In this case the submission of counsel was that the evidence which the Crown seeks to rely on is irrelevant. However, an inference of guilt may be drawn from the “concatenation of circumstances including the post-offence conduct”. Whether this post-offence conduct of the accused can be proved to be capable of demonstrating a consciousness of relevant wrongful conduct amounting to an implied admission of guilt will depend upon the nature of that conduct, the circumstances in which that conduct occurred, the nature of the offence charged and the other evidence in the case. Such evidence would include any explanation which the accused determines to give. At the completion of the evidence and in accordance with principle I will be required to decide whether the evidence of this conduct should be left to the jury to determine whether it demonstrates a consciousness of guilt on the part of the accused. That is the appropriate time to deal with that issue and at this stage, in my opinion, the evidence is relevant and therefore admissible.
Prejudice
It is to be noted that this evidence is not inherently prejudicial. However, counsel for the accused relied on a prejudicial effect of the evidence being that because of the history of the accused, including material obtained from the Adult Parole Board, he will be prevented from explaining this evidence without revealing that he has previously been in custody and was on parole as at 9 March 2005. In essence, as I follow it, that relates to the need for him to seek permission of the Adult Parole Board to travel overseas.

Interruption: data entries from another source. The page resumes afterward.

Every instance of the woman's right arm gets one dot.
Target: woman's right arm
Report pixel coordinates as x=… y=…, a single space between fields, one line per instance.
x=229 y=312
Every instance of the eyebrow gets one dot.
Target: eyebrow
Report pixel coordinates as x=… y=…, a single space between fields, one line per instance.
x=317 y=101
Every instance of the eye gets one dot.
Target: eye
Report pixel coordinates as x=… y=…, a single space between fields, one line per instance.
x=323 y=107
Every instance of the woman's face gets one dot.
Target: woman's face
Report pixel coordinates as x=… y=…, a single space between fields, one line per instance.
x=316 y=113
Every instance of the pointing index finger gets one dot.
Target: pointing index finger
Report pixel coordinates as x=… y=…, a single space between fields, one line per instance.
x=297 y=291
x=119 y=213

The accused was released on parole in October 2004. He was obviously subject to the supervision of the Adult Parole Board. Counsel for the accused accepts, as the Crown asserts, that prior to 8 March 2005, there is no record on the Adult Parole Board file indicating that the accused had notified a pre‑existing intention to travel overseas and any reason for doing so. Counsel then submitted that the next difficulty faced by the accused is that the ticket was cancelled and an explanation for the cancellation was the refusal of permission by the Adult Parole Board when a request was made subsequent to the ticket being booked.

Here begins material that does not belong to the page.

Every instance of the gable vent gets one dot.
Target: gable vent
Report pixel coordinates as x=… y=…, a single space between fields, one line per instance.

I am unable to see why a reference to the Adult Parole Board will be necessarily a part of the resolution of this issue – indeed counsel for the accused appeared to accept that such a consequence was not inevitable.[32] Primarily, the Crown relies on the conduct on 9 March 2005 and the evidence given about the associated urgency of the travel that was proposed. The explanation to be given by the accused is said by him to be an innocent one that pre-existed 8 March 2005. Those matters can be the subject of evidence. I will, of course, keep the matter under review in accordance with my conclusions in Ruling No. 14.[33]
[32]Transcript at 3095.
[33]R v Rich (Ruling No. 14) [2008] VSC 521R.
In my opinion, the evidence should be admitted.